If that happens, an attorney for the city, Felicia Manno, said she would proceed with the case before the police board.
Demacopoulos’ ruling is based on the 2012 contract the Emanuel administration signed with the sergeants union, allowing them to appeal suspensions to either the police board or an arbitrator.
Chicago’s rank-and-file police officers and detectives, represented by the Fraternal Order of Police, can appeal suspensions only to the police board, according to the judge’s 13-page ruling.
The Emanuel administration disagreed with the judge’s conclusion that sergeants have the right to bypass the police board in appeals of suspensions.
RELATED: Full Sun-Times Koschman case archive
“The city of Chicago continues to believe that the Chicago Police Board has jurisdiction in this case and not an arbitrator,” law department spokesman Bill McCaffrey said. “There is no loophole. The contract specifically reads that ‘separation of a sergeant from service and suspensions in excess of 30 days are cognizable only before the police board’ and not by grievance procedures.
“We respectfully disagree with the judge’s decision in this case, and we plan to file an appeal.”
In January, the U.S. Department of Justice issued a report on the Chicago Police Department that criticized the police board as being part of a historically ineffective system of police discipline.
Koschman, 21, of Mount Prospect, and some friends had been drinking on Division Street early on April 25, 2004, when they bumped into a group including Daley’s nephew. After an argument, Vanecko punched Koschman in the face. Koschman fell, cracking his head on the sidewalk, and died 11 days later.

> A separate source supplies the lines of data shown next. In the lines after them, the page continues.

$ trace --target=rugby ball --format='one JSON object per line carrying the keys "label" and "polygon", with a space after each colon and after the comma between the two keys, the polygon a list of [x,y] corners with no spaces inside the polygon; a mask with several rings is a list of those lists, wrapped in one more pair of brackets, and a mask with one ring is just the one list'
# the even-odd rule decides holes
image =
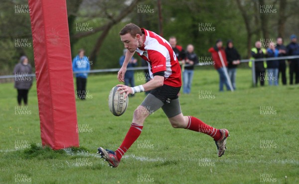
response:
{"label": "rugby ball", "polygon": [[118,90],[119,87],[115,86],[110,91],[108,98],[108,105],[110,111],[113,115],[120,116],[122,115],[128,107],[129,98],[125,98],[125,93],[121,94],[121,91]]}

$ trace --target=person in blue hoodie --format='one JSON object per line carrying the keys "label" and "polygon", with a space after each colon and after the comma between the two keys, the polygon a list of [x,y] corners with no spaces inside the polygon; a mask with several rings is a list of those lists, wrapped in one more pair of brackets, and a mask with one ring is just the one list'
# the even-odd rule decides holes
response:
{"label": "person in blue hoodie", "polygon": [[[267,50],[268,57],[277,58],[279,54],[278,49],[275,48],[274,43],[271,42],[269,44],[269,48]],[[278,71],[279,68],[279,61],[272,60],[267,61],[267,77],[266,78],[269,80],[269,86],[273,84],[275,86],[278,85]]]}
{"label": "person in blue hoodie", "polygon": [[[88,58],[84,55],[83,49],[79,50],[78,55],[73,59],[73,71],[74,72],[88,71],[90,70],[90,65]],[[78,98],[85,100],[87,95],[86,83],[88,73],[82,72],[76,74],[77,91],[76,94]]]}
{"label": "person in blue hoodie", "polygon": [[[297,43],[297,36],[291,35],[291,42],[287,46],[288,56],[299,55],[299,44]],[[290,84],[293,84],[294,75],[295,74],[295,84],[299,83],[299,59],[289,60]]]}

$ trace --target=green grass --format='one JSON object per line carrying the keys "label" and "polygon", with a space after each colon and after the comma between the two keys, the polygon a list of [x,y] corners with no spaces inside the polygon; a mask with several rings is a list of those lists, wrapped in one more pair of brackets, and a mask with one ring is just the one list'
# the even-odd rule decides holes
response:
{"label": "green grass", "polygon": [[[114,169],[99,159],[97,148],[118,147],[144,94],[130,98],[126,113],[114,117],[108,96],[118,83],[116,74],[90,76],[91,98],[76,102],[78,123],[88,126],[79,133],[80,147],[53,151],[40,146],[35,84],[29,92],[28,115],[15,115],[16,91],[12,83],[1,84],[0,183],[21,179],[34,184],[299,183],[299,86],[252,88],[250,70],[239,69],[237,90],[220,93],[217,72],[200,69],[195,71],[191,94],[180,96],[185,115],[230,130],[223,157],[217,157],[211,137],[172,128],[159,110],[146,120],[138,139],[141,143],[135,142]],[[199,99],[201,90],[215,98]],[[261,107],[273,108],[276,114],[261,115]],[[17,150],[16,143],[21,147]],[[141,148],[145,145],[149,148]]]}

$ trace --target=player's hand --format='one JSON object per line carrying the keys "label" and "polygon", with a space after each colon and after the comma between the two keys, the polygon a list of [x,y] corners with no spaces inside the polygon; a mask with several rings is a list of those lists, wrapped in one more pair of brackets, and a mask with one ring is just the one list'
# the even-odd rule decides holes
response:
{"label": "player's hand", "polygon": [[125,73],[127,71],[127,68],[124,67],[122,67],[119,72],[117,73],[117,78],[119,81],[124,82],[125,82]]}
{"label": "player's hand", "polygon": [[117,89],[118,91],[122,90],[122,91],[120,92],[120,94],[125,93],[125,98],[127,98],[127,97],[128,96],[128,95],[129,95],[129,94],[133,93],[133,91],[132,90],[132,89],[131,88],[131,87],[129,87],[124,84],[118,84],[116,86],[119,87]]}

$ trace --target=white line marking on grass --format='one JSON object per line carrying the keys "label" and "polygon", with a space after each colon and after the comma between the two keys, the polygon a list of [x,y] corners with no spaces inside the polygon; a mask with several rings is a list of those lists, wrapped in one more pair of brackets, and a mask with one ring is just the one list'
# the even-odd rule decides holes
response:
{"label": "white line marking on grass", "polygon": [[[67,154],[69,155],[79,155],[84,157],[98,157],[100,158],[101,156],[98,153],[91,153],[88,151],[85,151],[83,150],[80,150],[77,151],[76,152],[74,153],[72,152],[71,148],[65,148],[63,150],[66,152]],[[0,150],[0,152],[11,152],[13,151],[20,151],[21,149],[4,149],[4,150]],[[139,160],[142,162],[165,162],[167,160],[166,158],[161,158],[161,157],[156,157],[155,158],[151,158],[147,157],[144,157],[142,156],[136,156],[134,154],[131,155],[126,155],[123,157],[123,159],[133,159],[136,160]],[[182,159],[182,158],[177,158],[176,159],[178,161],[192,161],[194,162],[194,161],[197,161],[197,159],[188,158],[188,159]],[[243,160],[241,161],[237,161],[235,160],[232,159],[223,159],[223,160],[218,160],[215,159],[213,160],[215,162],[224,162],[227,163],[251,163],[251,164],[257,164],[257,163],[263,163],[263,164],[295,164],[295,165],[299,165],[299,160],[296,160],[293,159],[272,159],[271,160],[260,160],[258,161],[256,161],[255,160]]]}
{"label": "white line marking on grass", "polygon": [[144,157],[142,156],[135,156],[135,155],[127,155],[123,157],[123,158],[130,159],[133,158],[134,159],[139,160],[141,161],[147,161],[147,162],[165,162],[166,159],[166,158],[157,157],[156,158],[150,158],[149,157]]}

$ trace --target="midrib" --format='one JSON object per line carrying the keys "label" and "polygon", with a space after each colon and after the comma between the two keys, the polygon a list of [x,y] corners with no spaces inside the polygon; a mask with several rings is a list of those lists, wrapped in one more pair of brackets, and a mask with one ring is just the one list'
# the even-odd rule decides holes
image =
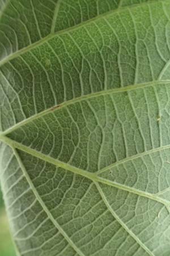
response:
{"label": "midrib", "polygon": [[[24,53],[31,49],[34,49],[37,46],[41,46],[45,42],[49,40],[50,39],[51,39],[56,36],[57,36],[57,35],[65,34],[65,32],[70,32],[71,31],[75,30],[79,27],[83,27],[86,24],[88,24],[88,23],[94,22],[95,20],[97,20],[102,17],[107,17],[108,16],[111,15],[112,14],[113,14],[113,13],[121,13],[121,12],[123,11],[125,9],[127,9],[127,10],[128,10],[129,9],[133,9],[138,6],[142,6],[148,5],[151,5],[155,3],[164,2],[167,2],[167,0],[153,0],[152,1],[149,2],[143,2],[142,3],[141,3],[135,4],[135,5],[133,5],[126,6],[124,6],[122,7],[121,7],[120,8],[117,8],[117,9],[112,10],[108,12],[104,13],[104,14],[99,15],[94,18],[90,19],[88,20],[86,20],[83,22],[82,22],[81,23],[79,23],[73,27],[65,28],[63,30],[57,31],[55,33],[53,33],[53,34],[50,33],[46,36],[40,39],[39,40],[37,41],[36,42],[35,42],[29,46],[26,46],[26,47],[24,47],[24,48],[19,49],[19,51],[15,52],[14,53],[11,54],[11,55],[7,56],[7,57],[5,57],[4,59],[3,59],[2,60],[0,61],[0,67],[2,65],[4,65],[5,63],[7,63],[10,60],[11,60],[17,57],[19,57],[20,55]],[[1,13],[1,15],[0,13],[0,18],[1,18],[1,16],[2,16],[2,15],[3,15],[3,13]]]}
{"label": "midrib", "polygon": [[17,142],[15,141],[13,141],[6,136],[1,136],[0,140],[11,147],[12,148],[19,149],[31,155],[32,155],[33,156],[36,157],[44,161],[52,164],[58,167],[61,167],[73,173],[81,175],[83,177],[89,179],[92,181],[101,183],[103,184],[105,184],[105,185],[114,187],[116,188],[127,191],[130,193],[133,193],[138,196],[147,197],[148,199],[160,203],[166,207],[170,206],[170,202],[167,201],[165,199],[159,197],[154,194],[151,194],[150,193],[137,189],[133,187],[130,187],[114,181],[112,181],[106,179],[104,179],[102,177],[99,176],[96,173],[91,173],[82,169],[75,167],[66,163],[61,162],[57,159],[55,159],[51,156],[46,155],[40,152],[37,151],[33,148]]}

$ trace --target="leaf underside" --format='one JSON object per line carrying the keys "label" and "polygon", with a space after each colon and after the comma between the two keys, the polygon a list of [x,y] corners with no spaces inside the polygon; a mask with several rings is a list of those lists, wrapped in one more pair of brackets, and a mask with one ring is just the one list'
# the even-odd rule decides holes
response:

Vanecko ran away. He eventually stood in a police lineup, but no one could identify him, so he wasn’t charged for years.
A Chicago Sun-Times investigation prompted the police to reopen the case in 2011, but they closed it then without filing charges and included a fabricated witness statement in their final report, which was approved by Cirone.
But the Sun-Times’ investigation led to the appointment of a special prosecutor, Dan K. Webb, and Vanecko ended up pleading guilty to involuntary manslaughter on Jan. 31, 2014, and serving two months in jail.
Webb said he also considered filing charges against Cirone and five other cops but decided he didn’t have enough evidence to convict them.
Emanuel and then-police Supt. Garry McCarthy directed City Hall Inspector General Joseph Ferguson to determine whether the cops should be punished.
In December 2015, Ferguson recommended the police department fire three of them — detectives James Gilger, Nick Spanos and Lt. Denis P. Walsh. Ferguson recommended that three others — Cirone, Chief of Detective Constantine “Dean” Andrews and Commander Joseph Salemme — face “discipline up to and including discharge.”
Escalante, briefly serving as interim superintendent after Emanuel fired McCarthy following the release of the Laquan McDonald police-shooting video, agreed to fire Walsh and Gilger — both retired to avoid punishment. He recommended one-year suspensions for the others. Andrews and Salemme retired. Spanos served his suspension, largely by cashing in about 10 months of vacation days and compensatory time off.
Cirone, whose father also was a Chicago cop, filed an appeal with the police board and with arbitrator George Roumell Jr., who decided he had the authority to hear the case.